Now, it takes a working economy to generate self-sustaining revenue and surpluses. As earlier noted, the CBN sleeps on certain facts. For example, Q42018 CBN Economic Report shows Federal Government incurred fiscal deficit/GDP ratio of 2.6 per cent (which gives inflation expectation of 2.6 per cent). That inflation level is in accord with the Appropriation Act. Axiomatically, spending of realised revenue by government leads to zero or negligible inflation. Thus spending of non-oil revenue contributed zero to inflation in 2018. Similarly the under-spending of the budget owing to revenue shortfall, the more or less unchanged level of loans to the private sector from the previous year, layoffs of workers and rising unemployment all signified plunging effective demand and pointed to deflationary outcome that would ordinarily require expansionary monetary measure to grow the economy.

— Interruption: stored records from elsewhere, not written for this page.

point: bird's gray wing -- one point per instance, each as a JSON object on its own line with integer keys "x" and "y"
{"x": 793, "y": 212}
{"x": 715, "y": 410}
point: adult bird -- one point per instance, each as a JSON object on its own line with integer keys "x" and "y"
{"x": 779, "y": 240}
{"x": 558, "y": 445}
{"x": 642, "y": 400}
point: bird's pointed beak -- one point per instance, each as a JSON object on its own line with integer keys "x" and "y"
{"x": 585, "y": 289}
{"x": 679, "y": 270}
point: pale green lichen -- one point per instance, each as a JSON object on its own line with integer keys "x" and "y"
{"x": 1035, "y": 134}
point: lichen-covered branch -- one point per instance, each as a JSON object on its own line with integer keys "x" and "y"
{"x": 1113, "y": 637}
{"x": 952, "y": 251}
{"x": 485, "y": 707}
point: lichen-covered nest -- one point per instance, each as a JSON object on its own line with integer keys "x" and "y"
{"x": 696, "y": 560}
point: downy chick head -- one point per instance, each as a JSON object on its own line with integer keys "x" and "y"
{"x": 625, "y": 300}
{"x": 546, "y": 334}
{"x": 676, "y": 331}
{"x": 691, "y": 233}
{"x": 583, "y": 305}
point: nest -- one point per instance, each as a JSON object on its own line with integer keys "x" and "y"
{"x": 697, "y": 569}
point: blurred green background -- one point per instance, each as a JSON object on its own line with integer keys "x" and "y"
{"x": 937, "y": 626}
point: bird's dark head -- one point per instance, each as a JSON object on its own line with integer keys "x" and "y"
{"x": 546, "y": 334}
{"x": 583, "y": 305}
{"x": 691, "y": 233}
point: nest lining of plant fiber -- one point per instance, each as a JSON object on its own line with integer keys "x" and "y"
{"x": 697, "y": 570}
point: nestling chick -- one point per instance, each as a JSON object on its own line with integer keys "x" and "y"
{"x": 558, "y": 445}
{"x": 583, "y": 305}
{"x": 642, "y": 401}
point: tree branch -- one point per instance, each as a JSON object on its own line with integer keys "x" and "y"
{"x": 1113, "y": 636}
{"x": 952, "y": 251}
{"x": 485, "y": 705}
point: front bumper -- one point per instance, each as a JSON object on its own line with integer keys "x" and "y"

However, against the intendment of the budget, inflation in 2018 stood at 12.4 per cent thereby confirming that fiat printed CBN deficit financing substituted for withheld Federation Account allocations and the attendant excess liquidity along with ultra vires CBN devaluation of the naira in the various forex market segments altered inflation from the beneficial rate of 2.6 per cent. The adverse economic features caused by the very high inflation and resultant contractionary monetary policy stance constricted economic growth and so put Nigeria out of work. This recurring and unbeneficial economic outcome is glaringly inconsistent with the relevant Appropriation Acts.
Therefore, in place of the proffered hard choices, Buhari needs to implement the fiscal and monetary aspects of the Appropriation Act as legislated and assented to by him. Only that step will put Nigeria squarely to work and make the economy roundly productive. It entails properly converting the country’s total forex receipts via a single forex market in which the naira rate floats within a stability band centred around the dirty or managed exchange rate specifically set in the Appropriation Act. In the ensuing normalised single forex market (SFM) regime, the CBN will become better defined by its role as bank of last resort and not jack-of-all-trades. Forex supply and demand volumes in the SFM would become pliable tools for the sovereign Nigeria Federal Government, which bears exclusive monetary responsibility, to pursue coordinated national economic objectives via relevant agencies.

And so, it becomes manifest that, for example, by restricting access to forex for imports of some listed items since 2015 (it was recently extended to textiles), CBN usurped the functions of other agencies. Besides, the step taken by CBN, which exercises no monopoly control over forex, is an open invitation to hostile foreign (forex) jurisdictions (there is permanent trade warfare and competition among countries) and pushers of illicit funds to oil large scale smuggling of restricted-forex and contraband items into the country not only at heavy loss of tariff revenue but also to the detriment of the textile industry, which faces high unutilised installed manufacturing capacity. Proceeds of smuggling are sold for the country’s hard earned forex and freely transferred out of the country.

International trade warfare (for the protection of local agricultural produce and manufactures) can only be successfully waged with tariffs. It is the responsibility of the National Planning Commission (which happens to be the secretariat of the National Economic Council) in the Federal Ministry of Budget and National Planning and the Ministry of Industry, Trade and Investment to shepherd the fixing of graduated tariffs for all categories of imports to reflect the country’s needs as an adjunct to the Appropriation Act. The tariffs should be regularly updated while imports that competewith local output should attract appropriately high tariffs. The all-imports tariff list would ordinarily play the key role in actualising the Nigeria Industrial Revolution Plan 2014 that predated the Buhari administration. The NIRP objectives are permanent and not administration-specific. NIRP contains sectoral schedules for developing agricultural and local natural raw materials to feed local industries. Tariff-girded implementation of NIRP puts Nigeria to work.